Compilation Example:

# Compilation
# export PYTHON_VERSION=...
# export WITH_GPU=...
# export ENABLE_ORT_BACKEND=...
# export ...

cd PaddleX/libs/ultra-infer/scripts/linux
bash set_up_docker_and_build_py.sh

# Installation
python -m pip install ../../python/dist/ultra_infer*.whl

3. Frequently Asked Questions

1. Why is the inference speed similar to regular inference after using the high-performance inference feature?

High-performance inference accelerates inference by intelligently selecting backends, but due to factors such as model complexity or unsupported operators, some models may not be able to use accelerated backends (like OpenVINO, TensorRT, etc.). In such cases, relevant information will be prompted in the logs, and the fastest available backend known will be selected, potentially reverting to regular inference.

The high-performance inference plugin accelerates inference by intelligently selecting the backend.

For modules, due to model complexity or unsupported operators, some models may not be able to use accelerated backends (such as OpenVINO, TensorRT, etc.). In such cases, relevant information will be prompted in the logs, and the fastest available backend known will be selected, potentially falling back to regular inference.

For pipelines, the performance bottleneck may not be in the model inference stage.

You can use the PaddleX benchmark tool to conduct actual speed tests for a more accurate performance assessment.

2. Does the high-performance inference feature support all model pipelines and modules?

The high-performance inference feature supports all model pipelines and modules, but some models may not experience accelerated inference. Specific reasons can be referred to in Question 1.

3. Why does the installation of the high-performance inference plugin fail, with the log displaying: "Currently, the CUDA version must be 11.x for GPU devices."?

The environments supported by the high-performance inference feature are shown in the table in Section 1.1. If the installation fails, it may be due to the high-performance inference feature not supporting the current environment.
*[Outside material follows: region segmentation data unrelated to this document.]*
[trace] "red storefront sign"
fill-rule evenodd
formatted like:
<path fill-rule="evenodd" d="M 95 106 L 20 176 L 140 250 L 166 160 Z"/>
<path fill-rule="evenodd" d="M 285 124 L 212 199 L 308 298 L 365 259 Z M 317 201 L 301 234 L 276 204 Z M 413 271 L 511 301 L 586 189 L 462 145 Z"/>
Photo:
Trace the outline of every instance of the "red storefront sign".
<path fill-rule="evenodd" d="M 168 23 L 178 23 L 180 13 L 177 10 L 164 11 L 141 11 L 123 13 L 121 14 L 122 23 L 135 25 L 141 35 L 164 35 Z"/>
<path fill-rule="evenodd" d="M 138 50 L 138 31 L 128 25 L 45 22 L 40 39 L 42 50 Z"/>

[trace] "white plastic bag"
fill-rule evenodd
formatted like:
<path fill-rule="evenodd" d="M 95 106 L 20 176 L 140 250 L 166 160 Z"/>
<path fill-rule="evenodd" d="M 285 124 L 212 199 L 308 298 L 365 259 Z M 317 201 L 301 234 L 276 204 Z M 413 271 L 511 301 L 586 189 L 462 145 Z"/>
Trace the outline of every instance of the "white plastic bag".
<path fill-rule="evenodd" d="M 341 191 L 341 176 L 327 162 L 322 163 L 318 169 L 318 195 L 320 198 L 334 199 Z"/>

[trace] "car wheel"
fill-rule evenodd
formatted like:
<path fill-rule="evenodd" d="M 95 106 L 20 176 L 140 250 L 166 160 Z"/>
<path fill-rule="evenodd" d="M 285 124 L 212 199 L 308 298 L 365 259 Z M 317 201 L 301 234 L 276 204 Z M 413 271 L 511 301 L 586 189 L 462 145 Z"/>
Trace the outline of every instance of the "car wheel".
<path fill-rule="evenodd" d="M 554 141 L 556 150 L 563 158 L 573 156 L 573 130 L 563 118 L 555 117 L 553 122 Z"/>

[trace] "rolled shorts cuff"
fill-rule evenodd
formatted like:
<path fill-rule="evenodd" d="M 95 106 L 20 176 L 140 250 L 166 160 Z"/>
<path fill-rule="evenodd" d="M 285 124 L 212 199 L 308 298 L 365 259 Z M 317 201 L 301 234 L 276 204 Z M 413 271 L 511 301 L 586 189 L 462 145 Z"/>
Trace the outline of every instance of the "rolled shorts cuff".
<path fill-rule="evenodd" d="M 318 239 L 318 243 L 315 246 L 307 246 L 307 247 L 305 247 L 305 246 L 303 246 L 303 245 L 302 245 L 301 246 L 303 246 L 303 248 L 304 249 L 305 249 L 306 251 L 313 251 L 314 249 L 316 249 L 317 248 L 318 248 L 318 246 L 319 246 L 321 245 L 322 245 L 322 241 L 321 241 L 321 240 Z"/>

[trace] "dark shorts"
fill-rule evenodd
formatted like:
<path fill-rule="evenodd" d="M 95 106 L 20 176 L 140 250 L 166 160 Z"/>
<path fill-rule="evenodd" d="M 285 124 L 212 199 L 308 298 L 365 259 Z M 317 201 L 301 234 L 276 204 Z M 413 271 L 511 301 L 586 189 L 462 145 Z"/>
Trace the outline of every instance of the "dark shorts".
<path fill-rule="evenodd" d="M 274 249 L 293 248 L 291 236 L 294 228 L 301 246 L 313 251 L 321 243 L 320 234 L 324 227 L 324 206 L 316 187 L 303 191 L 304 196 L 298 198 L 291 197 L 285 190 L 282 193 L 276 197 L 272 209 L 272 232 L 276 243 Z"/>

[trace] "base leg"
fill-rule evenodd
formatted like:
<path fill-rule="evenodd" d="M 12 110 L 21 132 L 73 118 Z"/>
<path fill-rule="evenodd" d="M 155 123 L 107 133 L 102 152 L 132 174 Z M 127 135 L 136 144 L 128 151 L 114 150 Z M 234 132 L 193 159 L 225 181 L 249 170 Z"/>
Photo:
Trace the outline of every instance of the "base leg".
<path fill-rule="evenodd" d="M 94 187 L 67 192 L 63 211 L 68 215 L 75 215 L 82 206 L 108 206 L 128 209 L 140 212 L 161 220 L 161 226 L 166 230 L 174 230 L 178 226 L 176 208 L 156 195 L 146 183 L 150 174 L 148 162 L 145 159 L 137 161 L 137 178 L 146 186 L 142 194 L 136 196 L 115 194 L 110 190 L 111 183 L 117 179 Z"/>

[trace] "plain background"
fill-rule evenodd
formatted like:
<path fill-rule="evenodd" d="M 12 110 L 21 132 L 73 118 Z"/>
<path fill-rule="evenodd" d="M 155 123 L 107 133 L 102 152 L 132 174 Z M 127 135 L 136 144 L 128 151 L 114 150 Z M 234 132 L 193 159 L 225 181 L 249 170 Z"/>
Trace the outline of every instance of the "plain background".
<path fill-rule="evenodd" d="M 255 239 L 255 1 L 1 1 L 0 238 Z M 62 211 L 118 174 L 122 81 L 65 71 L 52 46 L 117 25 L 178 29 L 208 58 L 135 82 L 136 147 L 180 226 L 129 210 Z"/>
Additionally, CUDA 12.6 is already under support.

4. Why does the program get stuck or display WARNING and ERROR messages when using the high-performance inference feature? How should this be handled?

During engine construction, due to subgraph optimization and operator processing, the program may take longer and generate WARNING and ERROR messages. However, as long as the program does not exit automatically, it is recommended to wait patiently as the program will usually continue to run until completion.